Mas é um acordo de alto risco, que depende de extrema confiança entre as partes. E depende também de boa dose de sorte: o contrato permanece em nome do vendedor.
Riscos para quem compra:
- Ser enganado pelo vendedor. Como a transação não pode ser registrada em cartório, nada impede que o antigo dono venda o imóvel para várias pessoas.
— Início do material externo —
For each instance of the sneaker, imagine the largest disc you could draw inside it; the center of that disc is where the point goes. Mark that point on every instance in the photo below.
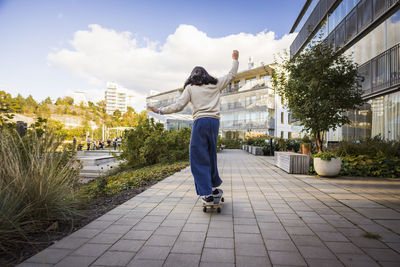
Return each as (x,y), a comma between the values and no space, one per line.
(208,200)
(216,192)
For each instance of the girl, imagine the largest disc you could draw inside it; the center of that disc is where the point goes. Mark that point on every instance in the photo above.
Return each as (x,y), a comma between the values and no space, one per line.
(203,91)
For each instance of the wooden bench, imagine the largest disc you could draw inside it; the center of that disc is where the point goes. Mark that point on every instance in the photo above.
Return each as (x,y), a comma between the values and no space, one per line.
(292,162)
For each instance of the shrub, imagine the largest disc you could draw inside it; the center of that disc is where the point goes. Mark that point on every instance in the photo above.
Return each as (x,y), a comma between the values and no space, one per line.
(376,166)
(131,179)
(231,143)
(149,143)
(36,185)
(325,155)
(370,147)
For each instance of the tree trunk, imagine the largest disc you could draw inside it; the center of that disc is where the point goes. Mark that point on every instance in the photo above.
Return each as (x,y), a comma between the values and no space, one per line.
(318,142)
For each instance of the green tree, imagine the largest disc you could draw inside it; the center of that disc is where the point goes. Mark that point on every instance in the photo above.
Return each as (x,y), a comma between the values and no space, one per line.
(7,107)
(320,85)
(47,101)
(66,100)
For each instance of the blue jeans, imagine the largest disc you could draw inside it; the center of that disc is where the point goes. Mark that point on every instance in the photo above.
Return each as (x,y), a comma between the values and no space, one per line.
(203,155)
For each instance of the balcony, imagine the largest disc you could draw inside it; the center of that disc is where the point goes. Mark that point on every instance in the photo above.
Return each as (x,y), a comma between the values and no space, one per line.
(246,125)
(382,72)
(316,17)
(358,20)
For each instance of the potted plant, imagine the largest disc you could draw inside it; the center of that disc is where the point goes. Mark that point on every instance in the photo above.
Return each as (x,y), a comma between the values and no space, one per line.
(327,164)
(306,145)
- Morte do vendedor. O seguro de vida vinculado ao financiamento quita o bem no nome dos herdeiros. Com isso, os herdeiros podem resistir em honrar o compromisso anterior. Situações assim acabam em embates jurídicos.
- O vendedor muda-se para endereço desconhecido. O comprador fica impedido de quitar o imóvel, já que é necessária a assinatura do vendedor.
- O vendedor tem dois imóveis. Nesse caso, o comprador pode perder o direito de quitar o saldo residual usando o (FCVS) Fundo de Compensação de Variações Salariais.
Riscos para quem vende:
- O comprador deixa de pagar as prestações. Depois de três meses de inadimplência, o nome do vendedor –que no contrato com o banco permanece como dono– vai para o SPC (Serviço de Proteção ao Crédito) ou órgãos semelhantes.
- O comprador deixa de pagar a taxa de condomínio. Nesse caso, o vendedor pode ser acionado na Justiça e ter quaisquer de seus bens arrestados.
A jurisprudência formada pelo Superior Tribunal de Justiça considera que o comprador tem o direito de reclamar a posse do imóvel desde que haja um contrato ou compromisso de compra e venda e mesmo que este não tenha sido registrado, o que valida o “contrato de gaveta”.